Today, China’s men’s national team has made little progress, languishing 91st in the Fifa world rankings and failing to qualify for a sixth consecutive World Cup this year. Dreyer says this failure is due to Chinese authorities applying their customary top-down approach to football.
“Football needs to be bottom-up, but China is fundamentally a top-down country. Everything stems from the top, so they focus on the elites instead of focusing on the base of the pyramid,” he says. “Every country has done it, it’s not rocket science. But China doesn’t work that way.”

The Chinese Football Association was contacted for comment about the state of the grassroots game but had not replied by time of publication.
Local leagues like Cun Chao, and its copycats, may seem to offer the antidote. But Simons cautions that even provincial tournaments that have sprung up in Cun Chao’s wake can’t truly be considered “grassroots”.
“It happened [organically] in Guizhou, and other provincial governments jumped on the bandwagon,” he says. “It has appeared from nowhere in two years … regional governments saw the cultural and tourism benefits and created these amateur leagues.”
Crucially, the amateur leagues aren’t part of a larger pyramid connected to China’s professional game, and so their potential as a talent pipeline is limited. “There still isn’t a pathway to go from amateur through to professional,” says Simons.
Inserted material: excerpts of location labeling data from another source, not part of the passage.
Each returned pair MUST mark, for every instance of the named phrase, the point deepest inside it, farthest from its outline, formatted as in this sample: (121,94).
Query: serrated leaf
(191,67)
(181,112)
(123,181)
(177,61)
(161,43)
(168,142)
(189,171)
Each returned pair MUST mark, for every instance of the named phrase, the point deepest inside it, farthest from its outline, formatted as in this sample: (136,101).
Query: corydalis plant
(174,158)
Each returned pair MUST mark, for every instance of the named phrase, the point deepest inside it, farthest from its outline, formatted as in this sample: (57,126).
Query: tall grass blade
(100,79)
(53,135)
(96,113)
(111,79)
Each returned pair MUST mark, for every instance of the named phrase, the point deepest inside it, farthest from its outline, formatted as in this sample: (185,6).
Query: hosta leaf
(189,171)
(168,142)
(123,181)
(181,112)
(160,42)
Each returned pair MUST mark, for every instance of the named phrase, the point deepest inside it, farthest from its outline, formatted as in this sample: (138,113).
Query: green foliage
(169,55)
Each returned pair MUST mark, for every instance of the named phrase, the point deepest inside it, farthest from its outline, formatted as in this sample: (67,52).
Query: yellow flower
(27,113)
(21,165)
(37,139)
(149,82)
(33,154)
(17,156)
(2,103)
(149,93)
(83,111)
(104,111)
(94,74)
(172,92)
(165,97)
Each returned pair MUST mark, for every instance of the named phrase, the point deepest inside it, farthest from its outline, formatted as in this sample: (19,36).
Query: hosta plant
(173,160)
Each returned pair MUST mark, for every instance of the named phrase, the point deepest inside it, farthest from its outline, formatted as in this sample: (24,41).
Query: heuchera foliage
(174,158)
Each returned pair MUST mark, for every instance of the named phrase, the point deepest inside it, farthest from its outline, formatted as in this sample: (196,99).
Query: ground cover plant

But that’s of little concern to the regional governments running the roughly 13 leagues that have sprung up around China since 2023. Football is almost a “sideshow”, says Dreyer, with match days serving as hyperlocal celebrations of ethnic heritage, food and culture. Beijing Guo’an fan Yuming says the matches are accompanied by “non-footballing activities like a food market before and after, half-time shows featuring local cultural icons, which makes it more of a spectacle”.
An amateur match with a crowd of more than 60,000
The model is hugely popular. The most successful Cun Chao clone is Jiangsu province’s Jiangsu Football City League, known as Su Chao, which consists of 13 teams. The league’s final in November saw 62,329 fans – just shy of China’s spectator record of 65,769 for a domestic club match – pack into Nanjing’s Olympic sports centre. The league’s average attendance in the later rounds of the competition exceeded 30,000. In France, the average attendance across the whole Ligue 1 season was about 27,500.
“It’s a great way to bring more people into a football stadium to see the beautiful game,” Yuming says. “Who knows, maybe our next generation of footballers might have gotten into football because they attended Su Chao games as a small kid?”

Dreyer doubts the transformative potential of these leagues, but agrees that “anything that gets people playing or watching football is a fantastic thing”.
Back in Rongjiang, local May describes Cun Chao’s appeal to her community, and also captures the sentiments of amateur football fans worldwide.
“These [players] are our own people; it all happens right here among us, and they’re all our relatives and friends,” she says. “Since the players are so closely connected to us, we pay much more attention than to the Chinese Super League, or even the World Cup.”